In fact a temporarily sizeable current account deficit, if characterised by equity-type capital inflow, may well be optimal, because it would mean that a good deal of the risk of the projects was being shared with foreign investors, and that makes sense. Why would Australians alone take on all the risk of these massive projects? It is probably more sensible to share the risks with global capital markets and global companies. But these trends will take some explaining, not least to foreign and international organisations, many of which have a more traditional view of current account positions.
Our explanation to our own citizens will also be important, and not just about capital flows. Over time, if the resources sector is to grow as a share of the economy, as seems likely, other areas will by definition shrink. This does not necessarily mean that they will shrink in absolute terms, particularly given the population is growing quickly, but certainly their growth prospects would be weaker than in an alternative state of the world in which the resources sector was to remain at its historical size. It follows that adjustment challenges will arise, with industrial and geographical implications. The ‘two-speed economy’ debate of a few years ago was really only a preview of what we could see if the resources sector build-up goes ahead.
A further implication is that the economy's trade patterns could end up becoming less diversified than they have been in recent years. Such concentration would not be unprecedented and may well be worth accepting if the returns from doing so were high enough, as it appears they might be. But we might also think about how to manage the risks associated with any concentration. The emergence of China and India is a benefit to Australia, but we stand to have a heightened exposure to anything going seriously wrong in those countries. How then to manage an income flow that is higher on average, over a long period, but potentially more volatile? The answer to that question is beyond my brief today but presumably involves thinking about the extent and form of saving by the community.
As we look forward to a new expansion, Australia has many advantages.
The financial sector remains in pretty good shape. The Government does not own, and has not had to give direct support to, any financial institution. Australia, therefore, will be relatively free of the difficult governance and exit strategy challenges that such support is raising in some countries.
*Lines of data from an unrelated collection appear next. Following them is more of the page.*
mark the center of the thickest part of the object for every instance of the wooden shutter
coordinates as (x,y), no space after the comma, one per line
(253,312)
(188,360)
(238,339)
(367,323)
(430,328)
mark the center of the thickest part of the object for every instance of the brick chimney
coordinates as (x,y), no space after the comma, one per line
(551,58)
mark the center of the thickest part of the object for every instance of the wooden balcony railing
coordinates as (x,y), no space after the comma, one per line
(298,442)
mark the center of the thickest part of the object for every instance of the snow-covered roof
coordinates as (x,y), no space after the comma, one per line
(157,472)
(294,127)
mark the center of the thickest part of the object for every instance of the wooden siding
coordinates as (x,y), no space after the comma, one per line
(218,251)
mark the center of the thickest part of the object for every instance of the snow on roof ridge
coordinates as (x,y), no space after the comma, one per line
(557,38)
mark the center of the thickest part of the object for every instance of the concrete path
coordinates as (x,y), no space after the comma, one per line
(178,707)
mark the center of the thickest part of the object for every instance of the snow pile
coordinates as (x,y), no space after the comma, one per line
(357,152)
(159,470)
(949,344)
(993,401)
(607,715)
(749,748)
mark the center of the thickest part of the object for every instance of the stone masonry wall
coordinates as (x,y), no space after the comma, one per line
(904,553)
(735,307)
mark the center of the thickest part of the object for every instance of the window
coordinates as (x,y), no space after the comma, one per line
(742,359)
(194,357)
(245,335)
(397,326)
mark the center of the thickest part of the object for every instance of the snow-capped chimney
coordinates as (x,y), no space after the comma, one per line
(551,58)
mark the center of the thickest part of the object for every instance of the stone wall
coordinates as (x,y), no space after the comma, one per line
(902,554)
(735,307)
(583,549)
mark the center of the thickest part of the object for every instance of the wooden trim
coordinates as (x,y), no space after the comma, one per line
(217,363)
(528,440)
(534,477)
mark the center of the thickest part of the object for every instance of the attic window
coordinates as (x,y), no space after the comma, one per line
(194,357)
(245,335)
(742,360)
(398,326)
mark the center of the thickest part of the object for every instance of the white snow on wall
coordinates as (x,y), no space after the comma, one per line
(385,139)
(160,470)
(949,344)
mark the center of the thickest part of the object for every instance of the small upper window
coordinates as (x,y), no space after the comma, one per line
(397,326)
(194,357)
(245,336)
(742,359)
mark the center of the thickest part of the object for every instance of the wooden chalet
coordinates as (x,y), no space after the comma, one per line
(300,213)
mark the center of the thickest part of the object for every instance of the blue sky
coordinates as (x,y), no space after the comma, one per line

Public finances remain in good shape, with a medium-term path for the budget back towards balance, and without the large debt burdens that will inevitably narrow the options available to governments in other countries. Sensible policy frameworks – both macroeconomic and microeconomic – remain in place, and they have worked. The financial regulatory system is strong and tested.
We remain open for trade and investment, with an exposure to Asia, which still has the most dynamic growth potential in the world over the next several decades. These advantages are already paying dividends. Properly exploited, they will pay many more.
But there is no such thing as effortless, or riskless, prosperity. There is still a business cycle, and we do well to remember that even if we have been spared the worst of the recent downturn. We will need to continue investing in all the things that helped us get through the recent episode. And we will need to accept and manage various changes that will probably confront us over the years ahead.
The road to prosperity will have some bumps, twists and turns. But it is the road to the right destination.